Ruhe höchst unsanft

27.5.2014, 15:15 Uhr
Ruhe höchst unsanft

© Hans-Joachim Winckler

Ein Bestattungsinstitut stellt man sich schattig und trübe vor, mit dicken Vorhängen, Blümchentapete, Kitschbildern, Schutzengeln und Brahmsmusik im Hintergrund. In der Trauerhalle Burger in der Schwabacher Straße ist das Gegenteil der Fall: die Wände sind weiß, Vorhänge fehlen, ebenso die Kitschbilder, und statt getragenen Klängen herrscht zügelloses Schnattern, denn das Publikum ist hochmotiviert.

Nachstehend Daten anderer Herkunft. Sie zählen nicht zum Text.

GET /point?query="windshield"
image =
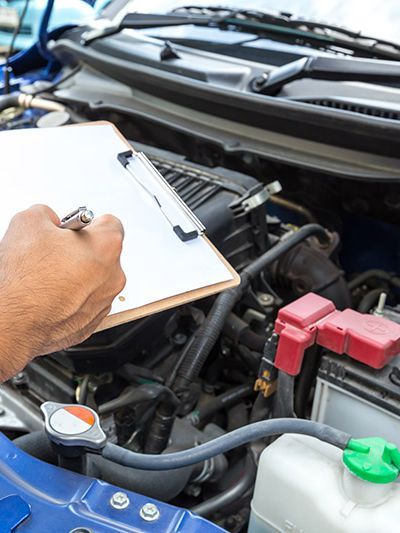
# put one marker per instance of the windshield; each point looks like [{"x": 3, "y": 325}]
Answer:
[{"x": 379, "y": 20}]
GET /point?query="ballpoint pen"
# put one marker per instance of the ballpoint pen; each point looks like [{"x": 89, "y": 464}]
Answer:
[{"x": 78, "y": 219}]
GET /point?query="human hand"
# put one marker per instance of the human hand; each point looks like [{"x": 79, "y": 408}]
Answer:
[{"x": 56, "y": 285}]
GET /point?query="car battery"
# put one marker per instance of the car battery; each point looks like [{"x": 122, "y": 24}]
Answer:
[{"x": 358, "y": 399}]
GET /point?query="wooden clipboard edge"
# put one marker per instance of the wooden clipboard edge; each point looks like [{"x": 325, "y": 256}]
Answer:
[{"x": 123, "y": 317}]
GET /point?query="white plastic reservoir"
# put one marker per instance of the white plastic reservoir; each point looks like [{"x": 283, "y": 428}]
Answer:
[{"x": 303, "y": 487}]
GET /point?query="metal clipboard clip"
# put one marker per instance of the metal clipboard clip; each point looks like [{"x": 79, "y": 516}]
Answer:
[{"x": 192, "y": 228}]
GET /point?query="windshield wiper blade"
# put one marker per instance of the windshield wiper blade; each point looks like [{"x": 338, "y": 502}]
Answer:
[
  {"x": 311, "y": 31},
  {"x": 329, "y": 69},
  {"x": 140, "y": 21}
]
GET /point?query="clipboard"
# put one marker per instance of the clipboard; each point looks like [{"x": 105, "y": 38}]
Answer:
[
  {"x": 87, "y": 164},
  {"x": 173, "y": 301}
]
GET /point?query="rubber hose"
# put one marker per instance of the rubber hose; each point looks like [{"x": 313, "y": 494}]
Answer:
[
  {"x": 283, "y": 405},
  {"x": 160, "y": 485},
  {"x": 231, "y": 495},
  {"x": 208, "y": 333},
  {"x": 225, "y": 443}
]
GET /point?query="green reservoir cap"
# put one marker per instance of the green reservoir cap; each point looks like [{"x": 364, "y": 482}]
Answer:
[{"x": 372, "y": 459}]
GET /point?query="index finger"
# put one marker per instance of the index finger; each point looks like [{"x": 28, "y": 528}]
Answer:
[{"x": 109, "y": 222}]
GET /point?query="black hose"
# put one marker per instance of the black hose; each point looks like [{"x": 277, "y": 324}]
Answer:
[
  {"x": 306, "y": 380},
  {"x": 230, "y": 495},
  {"x": 132, "y": 396},
  {"x": 362, "y": 278},
  {"x": 8, "y": 100},
  {"x": 223, "y": 401},
  {"x": 369, "y": 300},
  {"x": 163, "y": 486},
  {"x": 225, "y": 443},
  {"x": 38, "y": 445},
  {"x": 208, "y": 333},
  {"x": 160, "y": 485}
]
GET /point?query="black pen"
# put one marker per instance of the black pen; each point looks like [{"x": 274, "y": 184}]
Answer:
[{"x": 78, "y": 219}]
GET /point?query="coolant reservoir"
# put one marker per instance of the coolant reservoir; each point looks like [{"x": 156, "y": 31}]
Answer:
[{"x": 303, "y": 486}]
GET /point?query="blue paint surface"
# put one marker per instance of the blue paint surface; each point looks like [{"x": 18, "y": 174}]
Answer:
[{"x": 60, "y": 501}]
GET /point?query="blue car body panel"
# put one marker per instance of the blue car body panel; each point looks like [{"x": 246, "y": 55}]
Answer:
[
  {"x": 36, "y": 497},
  {"x": 71, "y": 12}
]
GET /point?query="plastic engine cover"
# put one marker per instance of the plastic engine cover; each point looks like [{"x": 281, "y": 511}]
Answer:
[{"x": 36, "y": 497}]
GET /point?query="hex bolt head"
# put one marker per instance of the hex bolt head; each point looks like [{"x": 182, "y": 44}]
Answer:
[
  {"x": 150, "y": 512},
  {"x": 119, "y": 500}
]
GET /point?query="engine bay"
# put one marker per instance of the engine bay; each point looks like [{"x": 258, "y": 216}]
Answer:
[
  {"x": 134, "y": 375},
  {"x": 318, "y": 250}
]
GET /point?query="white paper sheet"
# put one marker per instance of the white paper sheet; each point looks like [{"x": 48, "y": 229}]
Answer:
[{"x": 68, "y": 167}]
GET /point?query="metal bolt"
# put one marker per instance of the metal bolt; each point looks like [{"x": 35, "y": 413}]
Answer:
[
  {"x": 266, "y": 299},
  {"x": 119, "y": 500},
  {"x": 150, "y": 512},
  {"x": 380, "y": 308}
]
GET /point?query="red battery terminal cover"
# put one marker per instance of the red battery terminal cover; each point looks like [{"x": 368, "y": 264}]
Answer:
[{"x": 313, "y": 319}]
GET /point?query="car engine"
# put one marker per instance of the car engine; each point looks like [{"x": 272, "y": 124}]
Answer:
[{"x": 183, "y": 377}]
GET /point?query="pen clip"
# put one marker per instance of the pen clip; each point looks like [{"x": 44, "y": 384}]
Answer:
[{"x": 72, "y": 214}]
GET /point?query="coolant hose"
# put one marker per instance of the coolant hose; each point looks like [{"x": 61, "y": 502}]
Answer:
[
  {"x": 208, "y": 333},
  {"x": 225, "y": 443},
  {"x": 160, "y": 485}
]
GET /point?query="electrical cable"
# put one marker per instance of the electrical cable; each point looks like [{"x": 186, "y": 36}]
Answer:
[
  {"x": 208, "y": 333},
  {"x": 225, "y": 443}
]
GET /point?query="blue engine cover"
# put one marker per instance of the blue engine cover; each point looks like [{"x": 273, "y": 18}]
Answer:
[{"x": 36, "y": 497}]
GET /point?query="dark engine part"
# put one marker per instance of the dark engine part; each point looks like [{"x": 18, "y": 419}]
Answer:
[
  {"x": 353, "y": 396},
  {"x": 220, "y": 199},
  {"x": 308, "y": 269}
]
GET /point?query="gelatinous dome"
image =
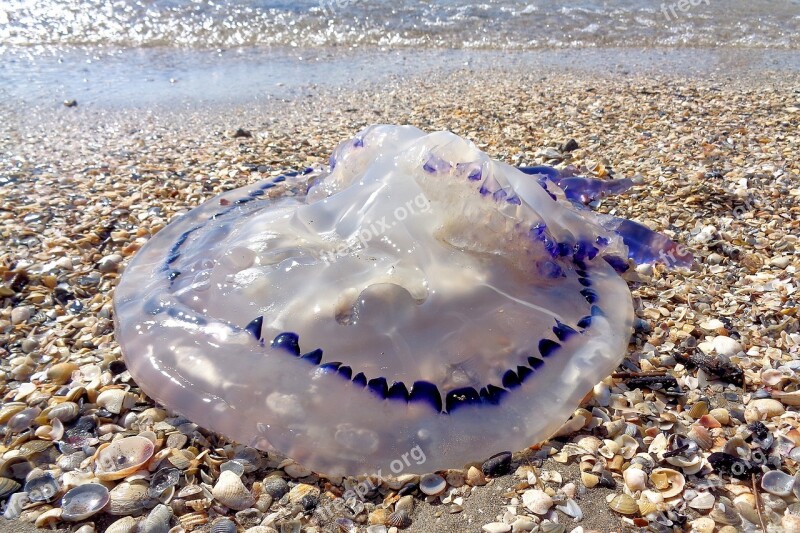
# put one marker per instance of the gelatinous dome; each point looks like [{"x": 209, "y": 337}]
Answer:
[{"x": 419, "y": 297}]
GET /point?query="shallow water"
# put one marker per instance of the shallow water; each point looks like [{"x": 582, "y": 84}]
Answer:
[{"x": 491, "y": 24}]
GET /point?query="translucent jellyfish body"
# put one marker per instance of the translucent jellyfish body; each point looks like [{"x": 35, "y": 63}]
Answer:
[{"x": 414, "y": 307}]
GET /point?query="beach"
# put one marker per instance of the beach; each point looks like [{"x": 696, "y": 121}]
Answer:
[{"x": 83, "y": 187}]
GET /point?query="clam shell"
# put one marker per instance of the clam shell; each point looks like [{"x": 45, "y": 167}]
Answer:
[
  {"x": 635, "y": 478},
  {"x": 8, "y": 486},
  {"x": 703, "y": 501},
  {"x": 399, "y": 519},
  {"x": 162, "y": 480},
  {"x": 537, "y": 501},
  {"x": 432, "y": 484},
  {"x": 83, "y": 501},
  {"x": 231, "y": 492},
  {"x": 128, "y": 499},
  {"x": 115, "y": 400},
  {"x": 157, "y": 520},
  {"x": 65, "y": 411},
  {"x": 192, "y": 521},
  {"x": 43, "y": 488},
  {"x": 122, "y": 457},
  {"x": 667, "y": 481},
  {"x": 777, "y": 483},
  {"x": 623, "y": 504},
  {"x": 223, "y": 525}
]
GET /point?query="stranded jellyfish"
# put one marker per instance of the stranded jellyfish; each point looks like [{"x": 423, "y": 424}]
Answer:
[{"x": 414, "y": 296}]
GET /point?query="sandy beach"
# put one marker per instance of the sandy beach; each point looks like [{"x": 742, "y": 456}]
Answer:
[{"x": 81, "y": 188}]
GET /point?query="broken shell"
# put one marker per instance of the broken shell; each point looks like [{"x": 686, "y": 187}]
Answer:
[
  {"x": 432, "y": 484},
  {"x": 115, "y": 400},
  {"x": 635, "y": 478},
  {"x": 65, "y": 411},
  {"x": 589, "y": 480},
  {"x": 8, "y": 486},
  {"x": 122, "y": 457},
  {"x": 60, "y": 373},
  {"x": 628, "y": 446},
  {"x": 399, "y": 519},
  {"x": 43, "y": 488},
  {"x": 725, "y": 514},
  {"x": 126, "y": 524},
  {"x": 128, "y": 498},
  {"x": 83, "y": 501},
  {"x": 231, "y": 492},
  {"x": 701, "y": 436},
  {"x": 668, "y": 482},
  {"x": 763, "y": 409},
  {"x": 162, "y": 480},
  {"x": 777, "y": 483},
  {"x": 623, "y": 504},
  {"x": 48, "y": 518},
  {"x": 703, "y": 501},
  {"x": 157, "y": 520},
  {"x": 537, "y": 501},
  {"x": 698, "y": 409},
  {"x": 223, "y": 525}
]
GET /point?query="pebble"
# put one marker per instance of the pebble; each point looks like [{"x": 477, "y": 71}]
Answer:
[
  {"x": 432, "y": 484},
  {"x": 496, "y": 527},
  {"x": 20, "y": 314}
]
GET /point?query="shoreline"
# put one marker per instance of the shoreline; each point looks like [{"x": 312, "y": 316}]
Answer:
[
  {"x": 165, "y": 78},
  {"x": 716, "y": 150}
]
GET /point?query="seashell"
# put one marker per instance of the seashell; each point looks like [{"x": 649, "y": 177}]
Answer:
[
  {"x": 192, "y": 521},
  {"x": 223, "y": 525},
  {"x": 54, "y": 432},
  {"x": 763, "y": 409},
  {"x": 33, "y": 447},
  {"x": 737, "y": 447},
  {"x": 10, "y": 409},
  {"x": 703, "y": 501},
  {"x": 432, "y": 484},
  {"x": 60, "y": 373},
  {"x": 48, "y": 518},
  {"x": 548, "y": 526},
  {"x": 22, "y": 420},
  {"x": 157, "y": 520},
  {"x": 635, "y": 478},
  {"x": 537, "y": 501},
  {"x": 180, "y": 459},
  {"x": 667, "y": 481},
  {"x": 83, "y": 501},
  {"x": 787, "y": 398},
  {"x": 43, "y": 488},
  {"x": 162, "y": 480},
  {"x": 399, "y": 519},
  {"x": 777, "y": 483},
  {"x": 701, "y": 436},
  {"x": 646, "y": 506},
  {"x": 126, "y": 524},
  {"x": 122, "y": 457},
  {"x": 698, "y": 409},
  {"x": 628, "y": 446},
  {"x": 65, "y": 411},
  {"x": 723, "y": 513},
  {"x": 589, "y": 480},
  {"x": 8, "y": 486},
  {"x": 231, "y": 492},
  {"x": 128, "y": 498},
  {"x": 623, "y": 504},
  {"x": 115, "y": 400}
]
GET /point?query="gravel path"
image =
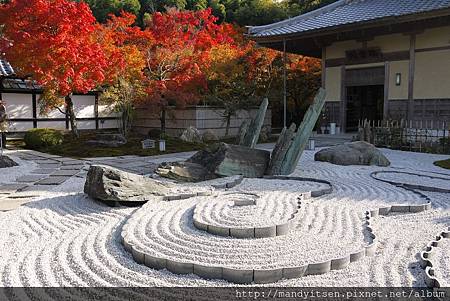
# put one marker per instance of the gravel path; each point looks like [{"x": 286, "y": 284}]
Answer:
[{"x": 62, "y": 238}]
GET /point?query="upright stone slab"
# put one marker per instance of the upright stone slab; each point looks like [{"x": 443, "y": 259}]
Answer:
[
  {"x": 280, "y": 150},
  {"x": 252, "y": 134},
  {"x": 109, "y": 184},
  {"x": 228, "y": 160},
  {"x": 300, "y": 141}
]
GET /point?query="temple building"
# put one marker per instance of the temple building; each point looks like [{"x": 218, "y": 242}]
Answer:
[{"x": 381, "y": 59}]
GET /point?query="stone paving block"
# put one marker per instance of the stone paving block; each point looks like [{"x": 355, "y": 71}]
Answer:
[
  {"x": 266, "y": 232},
  {"x": 267, "y": 276},
  {"x": 45, "y": 162},
  {"x": 384, "y": 210},
  {"x": 282, "y": 229},
  {"x": 12, "y": 187},
  {"x": 400, "y": 208},
  {"x": 242, "y": 233},
  {"x": 154, "y": 262},
  {"x": 208, "y": 272},
  {"x": 65, "y": 173},
  {"x": 371, "y": 249},
  {"x": 295, "y": 272},
  {"x": 238, "y": 276},
  {"x": 73, "y": 162},
  {"x": 49, "y": 166},
  {"x": 200, "y": 225},
  {"x": 30, "y": 178},
  {"x": 357, "y": 255},
  {"x": 138, "y": 255},
  {"x": 11, "y": 204},
  {"x": 340, "y": 263},
  {"x": 417, "y": 208},
  {"x": 179, "y": 267},
  {"x": 318, "y": 268},
  {"x": 72, "y": 167},
  {"x": 57, "y": 180},
  {"x": 43, "y": 171},
  {"x": 222, "y": 231},
  {"x": 374, "y": 213}
]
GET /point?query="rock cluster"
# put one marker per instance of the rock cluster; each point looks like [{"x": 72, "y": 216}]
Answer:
[
  {"x": 354, "y": 153},
  {"x": 6, "y": 161},
  {"x": 218, "y": 160},
  {"x": 112, "y": 185}
]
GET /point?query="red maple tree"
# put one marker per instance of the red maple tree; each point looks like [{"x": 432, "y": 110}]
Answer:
[
  {"x": 178, "y": 56},
  {"x": 52, "y": 42}
]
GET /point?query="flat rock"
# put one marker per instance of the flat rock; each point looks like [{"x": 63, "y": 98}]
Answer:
[
  {"x": 30, "y": 178},
  {"x": 191, "y": 134},
  {"x": 354, "y": 153},
  {"x": 56, "y": 180},
  {"x": 228, "y": 160},
  {"x": 185, "y": 171},
  {"x": 67, "y": 173},
  {"x": 6, "y": 162},
  {"x": 109, "y": 184}
]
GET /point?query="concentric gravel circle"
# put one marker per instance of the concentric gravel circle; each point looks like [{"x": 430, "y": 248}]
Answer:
[{"x": 165, "y": 233}]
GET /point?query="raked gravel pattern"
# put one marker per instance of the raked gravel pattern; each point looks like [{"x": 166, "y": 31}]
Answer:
[
  {"x": 65, "y": 239},
  {"x": 441, "y": 262}
]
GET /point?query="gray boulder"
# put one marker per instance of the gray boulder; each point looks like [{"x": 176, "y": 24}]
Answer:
[
  {"x": 191, "y": 134},
  {"x": 354, "y": 153},
  {"x": 218, "y": 160},
  {"x": 225, "y": 160},
  {"x": 6, "y": 161},
  {"x": 185, "y": 172},
  {"x": 108, "y": 140},
  {"x": 113, "y": 186},
  {"x": 209, "y": 135}
]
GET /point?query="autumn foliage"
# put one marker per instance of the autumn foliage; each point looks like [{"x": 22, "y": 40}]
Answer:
[{"x": 179, "y": 58}]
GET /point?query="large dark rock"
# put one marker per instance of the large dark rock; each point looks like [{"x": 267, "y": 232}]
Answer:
[
  {"x": 228, "y": 160},
  {"x": 191, "y": 134},
  {"x": 111, "y": 185},
  {"x": 218, "y": 160},
  {"x": 108, "y": 140},
  {"x": 355, "y": 153},
  {"x": 185, "y": 171},
  {"x": 6, "y": 162}
]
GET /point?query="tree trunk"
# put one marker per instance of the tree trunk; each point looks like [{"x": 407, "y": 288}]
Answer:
[
  {"x": 163, "y": 120},
  {"x": 72, "y": 116},
  {"x": 227, "y": 129}
]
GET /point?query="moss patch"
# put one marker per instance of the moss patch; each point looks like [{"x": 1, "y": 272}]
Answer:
[
  {"x": 79, "y": 148},
  {"x": 444, "y": 163}
]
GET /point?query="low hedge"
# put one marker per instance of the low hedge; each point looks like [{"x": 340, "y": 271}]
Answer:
[{"x": 42, "y": 138}]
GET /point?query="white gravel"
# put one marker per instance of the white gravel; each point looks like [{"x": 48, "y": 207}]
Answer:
[
  {"x": 441, "y": 262},
  {"x": 66, "y": 239}
]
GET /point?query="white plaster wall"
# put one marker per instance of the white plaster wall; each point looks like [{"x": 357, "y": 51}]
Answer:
[{"x": 18, "y": 105}]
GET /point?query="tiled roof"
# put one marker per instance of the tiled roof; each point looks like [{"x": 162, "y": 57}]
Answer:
[
  {"x": 346, "y": 12},
  {"x": 5, "y": 68}
]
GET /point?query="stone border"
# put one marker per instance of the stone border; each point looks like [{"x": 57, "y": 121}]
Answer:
[
  {"x": 315, "y": 193},
  {"x": 252, "y": 232},
  {"x": 268, "y": 231},
  {"x": 426, "y": 258},
  {"x": 260, "y": 276},
  {"x": 247, "y": 276},
  {"x": 230, "y": 184},
  {"x": 411, "y": 186}
]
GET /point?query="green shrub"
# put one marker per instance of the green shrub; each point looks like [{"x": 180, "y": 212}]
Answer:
[{"x": 41, "y": 138}]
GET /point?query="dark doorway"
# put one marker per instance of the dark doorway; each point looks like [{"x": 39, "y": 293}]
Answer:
[{"x": 364, "y": 102}]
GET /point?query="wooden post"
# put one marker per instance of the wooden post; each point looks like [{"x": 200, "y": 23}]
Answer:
[
  {"x": 343, "y": 110},
  {"x": 412, "y": 63},
  {"x": 386, "y": 90},
  {"x": 96, "y": 111},
  {"x": 34, "y": 105}
]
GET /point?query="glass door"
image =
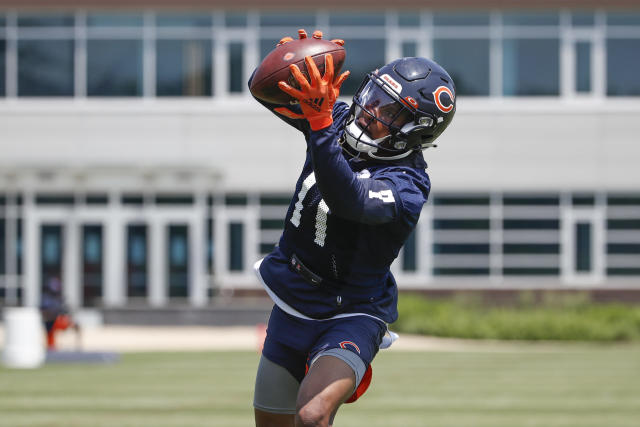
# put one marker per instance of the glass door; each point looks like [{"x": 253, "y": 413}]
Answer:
[
  {"x": 92, "y": 265},
  {"x": 583, "y": 246}
]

Immerhin, einige Möbelstücke sind doch unverzichtbar. Auf einem weißen Podest ruht in Schräglage ein Sarg (Eiche, rund 80 Kilo schwer, geschlossen), mit Trockenbukett und Organza garniert. Davor eine Urne — grünes Kleeblatt auf weißem Grund, allerdings vierblättrig — sowie eine Wasserschale, in der brennende Kerzen schwimmen und mittels verströmendem Wachs Inseln und ganze Archipele bilden. Sehr romantisch. Weniger romantisch dräut im Hintergrund die Tür zum Behandlungsraum, der nur fürs Personal reserviert ist. Und für Kunden, die keine Ansprüche mehr stellen.

Der erste Autor ist Alexander Köhl aus Aschaffenburg. Dessen Detektiv ist gar keiner, sondern der Neffe eines privat ermittelnden Onkels, mit dem er denselben Vor- und Nachnamen gemein hat. Der Onkel hat soeben das Zeitliche gesegnet, der Neffe inspiziert die heruntergekommene Hütte, da rückt Kundschaft an: Ein Bestatter beauftragt unseren Helden in Unkenntnis des wahren Berufs, den lange zurückliegenden Tod seines Vaters aufzuklären. Das Geld kann der Hobby-Ermittler dringend gebrauchen. Das also ist „Die Stunde des Löwen“.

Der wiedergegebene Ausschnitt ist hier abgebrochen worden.